Older age is also a risk factor and family history may play a role too, including inherited genetic conditions such as mutations in the BRCA1 or BRCA2 genes that are most often associated with breast and ovarian cancers.
Warning sign
It has long been known that the best chance of surviving most cancers results from early detection, when the malignancy is totally confined to the organ or tissue in which it originates. (Blood cancers present different issues.) The pancreas is a rather small, carrot-shaped organ that lies well hidden between the ribs and the stomach.
An early cancer does not produce a lesion that can be felt, and it rarely causes symptoms that might prompt a definitive medical workup until it has escaped the confines of the pancreas and spread elsewhere.
But scientists are studying one possible early warning sign: a link between pancreatic cancer and newly developed type 2 diabetes. Diabetes, too, arises in the pancreas, which contains specialised cells that produce the hormone insulin that regulates blood-sugar levels. And although it’s not yet known which comes first, diabetes or cancer, some research suggests that the recent development of type 2 diabetes may herald the existence of cancer hidden in this organ.
An early study from 2005 of 2,122 residents of Rochester, Minnesota, US, by Dr Suresh Chari, now a gastroenterologist at the University of Texas MD Anderson Cancer Center, US, found that within three years of receiving a diagnosis of diabetes, people were six to eight times more likely than the general population to have pancreatic cancer. He, along with colleagues at the Mayo Clinic, also identified a gene called UCP-1 that may predict the development of this cancer in people with diabetes.

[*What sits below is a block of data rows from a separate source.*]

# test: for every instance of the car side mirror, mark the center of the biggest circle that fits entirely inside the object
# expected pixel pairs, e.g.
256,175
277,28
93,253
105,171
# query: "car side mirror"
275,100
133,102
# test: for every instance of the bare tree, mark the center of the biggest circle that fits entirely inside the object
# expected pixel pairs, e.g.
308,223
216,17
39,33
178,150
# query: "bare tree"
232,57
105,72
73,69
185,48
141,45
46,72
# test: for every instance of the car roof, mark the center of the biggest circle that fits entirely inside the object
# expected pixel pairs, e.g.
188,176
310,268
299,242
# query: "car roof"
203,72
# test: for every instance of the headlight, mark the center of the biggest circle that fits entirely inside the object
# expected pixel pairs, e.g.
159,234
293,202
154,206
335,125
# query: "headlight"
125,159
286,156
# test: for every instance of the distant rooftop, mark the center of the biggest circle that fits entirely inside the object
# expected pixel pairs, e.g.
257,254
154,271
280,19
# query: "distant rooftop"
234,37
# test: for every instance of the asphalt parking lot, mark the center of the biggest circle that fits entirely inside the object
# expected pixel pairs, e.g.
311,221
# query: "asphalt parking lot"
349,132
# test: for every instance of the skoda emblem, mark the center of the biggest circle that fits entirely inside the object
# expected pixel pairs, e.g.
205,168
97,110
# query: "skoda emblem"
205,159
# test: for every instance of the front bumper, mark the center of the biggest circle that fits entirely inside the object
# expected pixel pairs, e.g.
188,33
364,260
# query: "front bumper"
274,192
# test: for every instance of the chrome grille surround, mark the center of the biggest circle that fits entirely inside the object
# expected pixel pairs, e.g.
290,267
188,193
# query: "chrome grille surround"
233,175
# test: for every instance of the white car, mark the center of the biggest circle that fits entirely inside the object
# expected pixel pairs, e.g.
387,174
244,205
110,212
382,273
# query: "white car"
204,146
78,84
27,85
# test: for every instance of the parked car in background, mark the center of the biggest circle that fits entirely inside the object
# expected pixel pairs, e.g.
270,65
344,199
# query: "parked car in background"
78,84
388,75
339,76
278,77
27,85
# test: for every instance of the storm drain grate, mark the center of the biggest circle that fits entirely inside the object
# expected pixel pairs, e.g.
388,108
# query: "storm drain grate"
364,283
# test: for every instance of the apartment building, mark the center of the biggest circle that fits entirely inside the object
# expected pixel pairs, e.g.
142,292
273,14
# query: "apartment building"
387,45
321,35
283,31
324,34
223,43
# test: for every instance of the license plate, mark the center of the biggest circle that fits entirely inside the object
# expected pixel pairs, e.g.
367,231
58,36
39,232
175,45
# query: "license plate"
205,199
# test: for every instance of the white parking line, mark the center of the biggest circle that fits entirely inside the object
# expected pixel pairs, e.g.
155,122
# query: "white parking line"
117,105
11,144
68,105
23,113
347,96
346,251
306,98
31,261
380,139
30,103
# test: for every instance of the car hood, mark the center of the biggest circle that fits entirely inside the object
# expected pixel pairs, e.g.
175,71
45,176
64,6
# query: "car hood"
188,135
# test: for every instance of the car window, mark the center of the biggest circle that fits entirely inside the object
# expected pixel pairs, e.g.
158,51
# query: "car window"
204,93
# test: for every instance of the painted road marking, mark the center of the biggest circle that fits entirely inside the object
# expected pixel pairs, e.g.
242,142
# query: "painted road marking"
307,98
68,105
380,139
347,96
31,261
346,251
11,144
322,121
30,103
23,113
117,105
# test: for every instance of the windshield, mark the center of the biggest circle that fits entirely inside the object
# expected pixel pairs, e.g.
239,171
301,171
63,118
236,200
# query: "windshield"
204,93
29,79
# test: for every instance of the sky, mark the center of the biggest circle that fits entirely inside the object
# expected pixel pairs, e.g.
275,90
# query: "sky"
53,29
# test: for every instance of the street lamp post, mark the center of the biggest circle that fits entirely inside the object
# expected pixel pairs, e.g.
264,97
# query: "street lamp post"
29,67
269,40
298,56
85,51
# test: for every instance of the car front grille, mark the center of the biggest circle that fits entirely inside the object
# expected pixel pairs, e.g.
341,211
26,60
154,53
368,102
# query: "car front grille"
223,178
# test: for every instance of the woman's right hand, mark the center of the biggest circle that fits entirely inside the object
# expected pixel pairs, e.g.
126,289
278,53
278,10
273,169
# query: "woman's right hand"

More recently, Dr Maxim Petrov, a professor of pancreatology at the University of Auckland School of Medicine, led a September 2020 study in New Zealand of nearly 1,40,000 people with type 2 diabetes or pancreatitis, or both, who were followed for up to 18 years. The findings revealed that those who developed diabetes after an attack of pancreatitis were seven times more likely to get pancreatic cancer than others with type 2 diabetes.
Another effort begun last summer by the Pancreatic Cancer Action Network, called the Early Detection Initiative for Pancreatic Cancer, will enrol more than 12,000 participants with elevated blood-sugar levels and new-onset diabetes. Half will have periodic blood tests and undergo abdominal imaging based on their age, body weight and blood-glucose levels to look for evidence of early pancreatic cancer, while the others will serve as controls.